Nervous ? Try go bezerkers.
by cmaukonen on Wed, 07/13/2011 - 10:27pm
Reich is likely correct. The McConnell plan is pure Get Obama Party boilerplate. No solutions, not even baby steps in the right direction, scare the bejeezus out of everyone, juice up the rhetoric, do nothing at all that is necessary or good for the country, lie, and make partisan Kool-Aid for the next election. Gotta give the rubes a cause to get out and vote. If all the nation's problems were on track to be solved The Base would stay home.
by NCD on Fri, 07/15/2011 - 12:18am
I would have paid BIG money to see that!
by stillidealistic on Wed, 07/13/2011 - 11:51pm
Me, too. Maybe the next Pay-Per-View show.
by Elusive Trope on Thu, 07/14/2011 - 12:00am
Maybe he could use THAT as a fundraiser! Seriously, I'd pay to see it!

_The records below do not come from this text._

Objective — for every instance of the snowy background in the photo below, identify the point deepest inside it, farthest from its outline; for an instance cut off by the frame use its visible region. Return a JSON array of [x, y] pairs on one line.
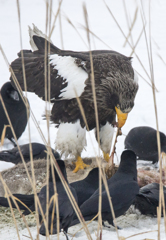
[[103, 25]]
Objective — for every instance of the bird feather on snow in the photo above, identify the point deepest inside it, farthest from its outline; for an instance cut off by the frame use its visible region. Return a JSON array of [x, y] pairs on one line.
[[74, 75], [71, 138]]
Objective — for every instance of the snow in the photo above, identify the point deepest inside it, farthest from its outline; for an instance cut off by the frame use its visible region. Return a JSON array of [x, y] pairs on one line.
[[102, 25]]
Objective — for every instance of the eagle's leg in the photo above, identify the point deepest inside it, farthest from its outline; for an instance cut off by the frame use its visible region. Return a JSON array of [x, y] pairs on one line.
[[106, 156], [79, 164]]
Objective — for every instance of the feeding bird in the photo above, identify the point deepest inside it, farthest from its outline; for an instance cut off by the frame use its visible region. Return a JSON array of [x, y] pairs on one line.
[[147, 201], [123, 188], [16, 110], [143, 141], [116, 85], [39, 151], [66, 211]]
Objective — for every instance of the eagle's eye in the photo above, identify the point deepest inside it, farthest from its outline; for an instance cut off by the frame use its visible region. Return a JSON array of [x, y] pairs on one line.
[[118, 106]]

by stillidealistic on Thu, 07/14/2011 - 12:02am
Seriously, I'd pay to see it, too. I could see viewing parties being formed around the country, bringing Obama supporters and Cantor haters together for snacks and drinks.
by Elusive Trope on Thu, 07/14/2011 - 12:13am
Whose credit card?
by Resistance on Thu, 07/14/2011 - 12:28am
Didn't I hear you say you'd be picking up the tab?
by Elusive Trope on Thu, 07/14/2011 - 1:59am
http://www.youtube.com/watch?v=pnuijDieOvY
by Resistance on Thu, 07/14/2011 - 10:39am
Wow! I've been gone all day and missed all of this. I'll have to catch up, but for now -- Wow! Oh, to be a fly on the wall.
by Ramona on Thu, 07/14/2011 - 12:12am
I really don't like it when politics brings out the nasty in me, but I've gotta admit, these creatures have me so frustrated, that the idea of them getting their comeuppance makes me happy.
Eric Cantor sitting in stunned silence...the very thought gives me goose bumps. The good kind!
by stillidealistic on Thu, 07/14/2011 - 1:52am
Interesting comment.
A slightly different way to look at it is that it's demeaning to lose perspective. Some portion of what's going must be pure theater. And some may represent a tacit -or even overt- agreement between the negotiators.
Maybe in private Cantor's a good human being who helps old ladies across the street.And we've just seen that Anthony Weiner combined impeccable positions with improper internet flirtations...
The first couple of times I heard worrying rumors about a candidate for whom I was working I rejected them as too much in conflict with his public positions. And was wrong.Ted Kennedy did disgrace himself at Chappaquidick; Gene McCarthy abandoned his supporters in Chicago.
Now I just tune that stuff out and work for the schmuck who'll vote right. Churchill in June 41::
by Flavius on Thu, 07/14/2011 - 7:32am
Me too.
by anna am on Thu, 07/14/2011 - 10:07am
This is straight out of "The Art of War" by Uncle Remus.